Free PDF of Fundamentals of Large Models from Zhejiang University - with download link

堆友AI

Fundamentals of Large Models provides an in-depth analysis of the core technologies and practical paths of Large Language Models (LLMs). Starting from the basic theory of language modeling, it systematically explains the principles of model design based on statistics, Recurrent Neural Network (RNN) and Transformer architectures, focusing on the three major mainstream architectures of large language models (Encoder-only, Encoder-Decoder, Decoder-only) and representative models (e.g.

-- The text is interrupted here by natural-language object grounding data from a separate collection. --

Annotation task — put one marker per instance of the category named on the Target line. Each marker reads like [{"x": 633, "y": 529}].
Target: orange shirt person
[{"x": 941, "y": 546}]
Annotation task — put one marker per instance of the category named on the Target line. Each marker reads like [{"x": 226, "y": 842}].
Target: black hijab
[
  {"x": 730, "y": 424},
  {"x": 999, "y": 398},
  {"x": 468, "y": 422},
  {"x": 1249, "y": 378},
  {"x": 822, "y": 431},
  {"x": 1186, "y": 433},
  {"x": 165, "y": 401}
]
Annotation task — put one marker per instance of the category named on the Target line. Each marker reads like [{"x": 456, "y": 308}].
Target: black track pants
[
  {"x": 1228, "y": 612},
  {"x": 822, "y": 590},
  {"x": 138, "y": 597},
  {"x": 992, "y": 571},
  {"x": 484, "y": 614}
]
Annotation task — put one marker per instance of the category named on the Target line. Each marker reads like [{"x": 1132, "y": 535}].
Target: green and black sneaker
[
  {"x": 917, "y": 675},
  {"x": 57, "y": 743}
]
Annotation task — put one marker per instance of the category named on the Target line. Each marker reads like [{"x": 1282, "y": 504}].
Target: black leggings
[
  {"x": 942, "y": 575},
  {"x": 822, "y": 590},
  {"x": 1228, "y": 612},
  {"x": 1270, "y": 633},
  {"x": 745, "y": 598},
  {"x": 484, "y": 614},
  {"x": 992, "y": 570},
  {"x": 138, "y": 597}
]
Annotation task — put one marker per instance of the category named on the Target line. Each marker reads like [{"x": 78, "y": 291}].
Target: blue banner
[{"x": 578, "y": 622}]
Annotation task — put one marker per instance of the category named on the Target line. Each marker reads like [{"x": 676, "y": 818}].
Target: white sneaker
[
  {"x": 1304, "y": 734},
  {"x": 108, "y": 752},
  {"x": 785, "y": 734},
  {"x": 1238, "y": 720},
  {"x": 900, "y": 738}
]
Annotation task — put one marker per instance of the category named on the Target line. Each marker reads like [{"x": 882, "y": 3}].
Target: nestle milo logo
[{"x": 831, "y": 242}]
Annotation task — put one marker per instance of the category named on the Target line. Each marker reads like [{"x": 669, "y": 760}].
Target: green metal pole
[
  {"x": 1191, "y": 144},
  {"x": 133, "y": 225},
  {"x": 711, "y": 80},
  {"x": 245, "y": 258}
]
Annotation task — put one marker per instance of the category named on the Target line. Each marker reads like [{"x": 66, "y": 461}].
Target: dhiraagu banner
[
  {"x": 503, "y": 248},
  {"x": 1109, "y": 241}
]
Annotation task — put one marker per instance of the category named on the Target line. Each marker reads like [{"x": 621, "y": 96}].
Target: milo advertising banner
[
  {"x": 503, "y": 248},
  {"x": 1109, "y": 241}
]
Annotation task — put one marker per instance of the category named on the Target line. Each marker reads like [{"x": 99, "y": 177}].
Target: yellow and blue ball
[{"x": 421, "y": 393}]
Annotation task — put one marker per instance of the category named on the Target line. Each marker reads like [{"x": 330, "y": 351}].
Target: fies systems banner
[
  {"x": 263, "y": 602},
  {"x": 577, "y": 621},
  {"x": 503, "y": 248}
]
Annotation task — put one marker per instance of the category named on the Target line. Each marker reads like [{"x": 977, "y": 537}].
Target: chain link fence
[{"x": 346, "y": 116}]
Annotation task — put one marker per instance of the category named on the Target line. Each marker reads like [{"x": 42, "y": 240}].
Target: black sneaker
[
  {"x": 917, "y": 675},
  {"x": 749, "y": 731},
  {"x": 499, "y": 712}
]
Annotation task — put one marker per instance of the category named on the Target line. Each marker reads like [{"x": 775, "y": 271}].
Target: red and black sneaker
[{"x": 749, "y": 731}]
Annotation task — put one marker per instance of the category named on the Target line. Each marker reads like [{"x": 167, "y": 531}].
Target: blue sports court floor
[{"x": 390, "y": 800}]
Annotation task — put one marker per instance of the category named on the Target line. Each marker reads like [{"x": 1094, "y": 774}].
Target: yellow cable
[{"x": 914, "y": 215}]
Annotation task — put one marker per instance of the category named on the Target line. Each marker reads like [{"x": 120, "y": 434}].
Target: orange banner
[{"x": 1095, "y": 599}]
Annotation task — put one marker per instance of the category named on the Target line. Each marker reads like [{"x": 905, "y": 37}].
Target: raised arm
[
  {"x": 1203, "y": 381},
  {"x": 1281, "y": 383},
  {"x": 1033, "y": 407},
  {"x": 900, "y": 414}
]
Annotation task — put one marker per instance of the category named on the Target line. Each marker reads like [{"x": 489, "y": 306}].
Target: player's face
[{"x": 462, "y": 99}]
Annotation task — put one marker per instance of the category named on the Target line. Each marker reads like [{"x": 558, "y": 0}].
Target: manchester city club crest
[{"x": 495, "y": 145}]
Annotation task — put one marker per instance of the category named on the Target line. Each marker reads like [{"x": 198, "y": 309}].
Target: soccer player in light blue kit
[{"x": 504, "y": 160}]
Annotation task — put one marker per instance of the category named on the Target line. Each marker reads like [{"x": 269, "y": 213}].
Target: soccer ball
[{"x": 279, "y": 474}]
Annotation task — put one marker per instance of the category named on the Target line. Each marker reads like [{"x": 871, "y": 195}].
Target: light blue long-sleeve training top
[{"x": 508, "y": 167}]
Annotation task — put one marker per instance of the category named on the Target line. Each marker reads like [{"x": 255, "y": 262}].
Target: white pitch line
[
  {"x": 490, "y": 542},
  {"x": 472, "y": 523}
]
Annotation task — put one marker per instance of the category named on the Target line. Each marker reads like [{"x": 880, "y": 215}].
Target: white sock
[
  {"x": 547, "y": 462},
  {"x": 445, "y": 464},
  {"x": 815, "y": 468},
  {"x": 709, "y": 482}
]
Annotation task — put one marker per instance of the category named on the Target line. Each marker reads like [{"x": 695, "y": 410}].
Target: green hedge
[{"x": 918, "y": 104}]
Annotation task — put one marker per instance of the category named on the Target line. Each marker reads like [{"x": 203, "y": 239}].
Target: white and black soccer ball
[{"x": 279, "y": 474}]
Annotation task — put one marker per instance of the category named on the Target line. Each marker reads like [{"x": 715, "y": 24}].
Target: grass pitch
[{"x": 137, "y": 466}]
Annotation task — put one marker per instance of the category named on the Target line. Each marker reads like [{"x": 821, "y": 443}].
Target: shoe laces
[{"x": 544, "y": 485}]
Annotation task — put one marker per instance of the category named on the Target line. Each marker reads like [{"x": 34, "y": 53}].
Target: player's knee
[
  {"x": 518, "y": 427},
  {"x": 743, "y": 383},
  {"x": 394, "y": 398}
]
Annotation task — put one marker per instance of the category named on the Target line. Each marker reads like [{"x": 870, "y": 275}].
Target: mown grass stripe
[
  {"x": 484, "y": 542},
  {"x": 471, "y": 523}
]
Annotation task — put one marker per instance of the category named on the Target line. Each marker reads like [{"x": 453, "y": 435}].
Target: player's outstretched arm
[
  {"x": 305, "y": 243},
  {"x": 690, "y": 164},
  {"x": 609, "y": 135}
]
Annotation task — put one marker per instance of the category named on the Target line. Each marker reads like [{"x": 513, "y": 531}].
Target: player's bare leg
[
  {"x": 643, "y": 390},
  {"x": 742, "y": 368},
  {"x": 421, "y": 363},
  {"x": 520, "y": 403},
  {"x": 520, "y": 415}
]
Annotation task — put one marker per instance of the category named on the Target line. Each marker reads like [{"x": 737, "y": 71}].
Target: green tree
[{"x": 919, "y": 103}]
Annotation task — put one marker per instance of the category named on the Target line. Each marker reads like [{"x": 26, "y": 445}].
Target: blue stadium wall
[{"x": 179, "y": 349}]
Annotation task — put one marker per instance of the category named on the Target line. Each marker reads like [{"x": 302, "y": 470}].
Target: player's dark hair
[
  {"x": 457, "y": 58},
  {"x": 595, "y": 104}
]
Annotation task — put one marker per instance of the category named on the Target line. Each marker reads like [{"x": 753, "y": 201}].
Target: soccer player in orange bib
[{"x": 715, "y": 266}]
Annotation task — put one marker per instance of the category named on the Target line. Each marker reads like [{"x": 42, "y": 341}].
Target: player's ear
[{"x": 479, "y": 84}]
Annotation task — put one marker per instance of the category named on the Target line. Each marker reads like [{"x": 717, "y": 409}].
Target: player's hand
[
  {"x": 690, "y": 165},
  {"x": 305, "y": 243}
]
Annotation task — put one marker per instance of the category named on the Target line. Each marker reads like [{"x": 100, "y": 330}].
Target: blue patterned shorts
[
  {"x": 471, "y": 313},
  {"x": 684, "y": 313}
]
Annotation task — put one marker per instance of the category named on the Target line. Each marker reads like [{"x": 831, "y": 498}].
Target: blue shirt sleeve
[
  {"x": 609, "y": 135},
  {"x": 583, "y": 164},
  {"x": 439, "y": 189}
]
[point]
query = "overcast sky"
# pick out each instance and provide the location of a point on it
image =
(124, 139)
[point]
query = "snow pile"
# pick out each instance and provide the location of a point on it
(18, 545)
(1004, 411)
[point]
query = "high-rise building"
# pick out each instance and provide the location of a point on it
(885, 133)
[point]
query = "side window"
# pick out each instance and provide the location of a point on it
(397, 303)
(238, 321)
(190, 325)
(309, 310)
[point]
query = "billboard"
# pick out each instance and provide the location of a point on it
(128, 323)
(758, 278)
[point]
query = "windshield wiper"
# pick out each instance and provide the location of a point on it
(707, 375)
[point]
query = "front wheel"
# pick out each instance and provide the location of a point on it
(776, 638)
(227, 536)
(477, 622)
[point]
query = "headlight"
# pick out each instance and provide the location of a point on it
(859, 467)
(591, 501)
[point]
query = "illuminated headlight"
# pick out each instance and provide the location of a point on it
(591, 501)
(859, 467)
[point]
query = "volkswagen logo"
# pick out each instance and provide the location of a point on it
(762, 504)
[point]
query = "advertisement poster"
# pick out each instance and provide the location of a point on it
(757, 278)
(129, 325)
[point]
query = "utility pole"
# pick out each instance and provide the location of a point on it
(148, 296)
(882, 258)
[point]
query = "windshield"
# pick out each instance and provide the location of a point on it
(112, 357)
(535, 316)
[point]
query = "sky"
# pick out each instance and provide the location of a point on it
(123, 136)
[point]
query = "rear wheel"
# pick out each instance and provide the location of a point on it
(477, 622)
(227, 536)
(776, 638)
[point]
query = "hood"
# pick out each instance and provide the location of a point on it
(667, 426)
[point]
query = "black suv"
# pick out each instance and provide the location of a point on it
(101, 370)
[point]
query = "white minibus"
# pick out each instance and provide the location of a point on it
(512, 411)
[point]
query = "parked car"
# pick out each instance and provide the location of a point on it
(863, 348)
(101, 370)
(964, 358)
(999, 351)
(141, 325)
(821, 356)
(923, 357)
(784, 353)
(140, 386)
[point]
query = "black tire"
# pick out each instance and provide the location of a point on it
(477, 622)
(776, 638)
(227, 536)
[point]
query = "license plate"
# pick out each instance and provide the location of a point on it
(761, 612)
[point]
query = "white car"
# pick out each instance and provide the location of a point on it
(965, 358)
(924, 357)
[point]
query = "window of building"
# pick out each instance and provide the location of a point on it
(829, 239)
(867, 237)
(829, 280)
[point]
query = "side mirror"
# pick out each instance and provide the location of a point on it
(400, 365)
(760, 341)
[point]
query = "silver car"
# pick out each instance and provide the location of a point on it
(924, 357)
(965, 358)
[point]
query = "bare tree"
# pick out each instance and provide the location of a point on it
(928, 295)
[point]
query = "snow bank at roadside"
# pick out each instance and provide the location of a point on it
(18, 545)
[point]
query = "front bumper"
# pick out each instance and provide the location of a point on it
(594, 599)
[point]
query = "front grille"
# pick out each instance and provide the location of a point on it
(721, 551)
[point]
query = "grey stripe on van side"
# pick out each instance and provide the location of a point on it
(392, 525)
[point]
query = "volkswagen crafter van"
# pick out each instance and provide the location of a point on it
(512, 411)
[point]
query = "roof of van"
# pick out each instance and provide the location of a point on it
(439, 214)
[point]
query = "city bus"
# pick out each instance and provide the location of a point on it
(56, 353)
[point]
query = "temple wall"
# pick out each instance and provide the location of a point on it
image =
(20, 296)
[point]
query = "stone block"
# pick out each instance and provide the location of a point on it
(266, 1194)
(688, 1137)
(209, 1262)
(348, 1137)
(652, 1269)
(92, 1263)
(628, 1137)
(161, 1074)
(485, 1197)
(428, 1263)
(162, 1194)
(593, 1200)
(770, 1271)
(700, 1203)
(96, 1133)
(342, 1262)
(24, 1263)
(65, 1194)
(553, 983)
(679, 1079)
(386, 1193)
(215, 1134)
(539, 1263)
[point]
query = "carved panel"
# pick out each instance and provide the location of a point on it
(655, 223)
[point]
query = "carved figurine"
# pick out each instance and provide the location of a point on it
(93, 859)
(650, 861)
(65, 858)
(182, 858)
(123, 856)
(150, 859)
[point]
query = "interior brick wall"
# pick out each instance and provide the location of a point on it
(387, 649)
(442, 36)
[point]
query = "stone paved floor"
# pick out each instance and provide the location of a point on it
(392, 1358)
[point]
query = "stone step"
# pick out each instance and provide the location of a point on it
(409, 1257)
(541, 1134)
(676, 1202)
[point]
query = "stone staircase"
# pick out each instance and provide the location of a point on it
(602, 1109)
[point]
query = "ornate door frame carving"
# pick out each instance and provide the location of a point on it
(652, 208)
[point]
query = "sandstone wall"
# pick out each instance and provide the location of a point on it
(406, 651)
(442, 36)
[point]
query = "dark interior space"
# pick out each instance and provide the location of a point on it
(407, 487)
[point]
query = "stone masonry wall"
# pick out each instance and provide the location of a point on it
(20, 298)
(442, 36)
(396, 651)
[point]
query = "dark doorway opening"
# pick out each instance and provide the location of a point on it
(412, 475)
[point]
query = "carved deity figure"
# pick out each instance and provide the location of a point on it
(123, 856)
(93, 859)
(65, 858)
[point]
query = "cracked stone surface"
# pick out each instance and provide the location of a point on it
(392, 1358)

BERT, T5, GPT series). The book explains key technologies such as Prompt engineering, efficient fine-tuning of parameters, model editing, and retrieval enhancement generation. Combined with rich case studies, the book demonstrates application practices in different scenarios, providing readers with comprehensive and in-depth learning and practical guidance, helping readers master the application and optimization of large language modeling technologies.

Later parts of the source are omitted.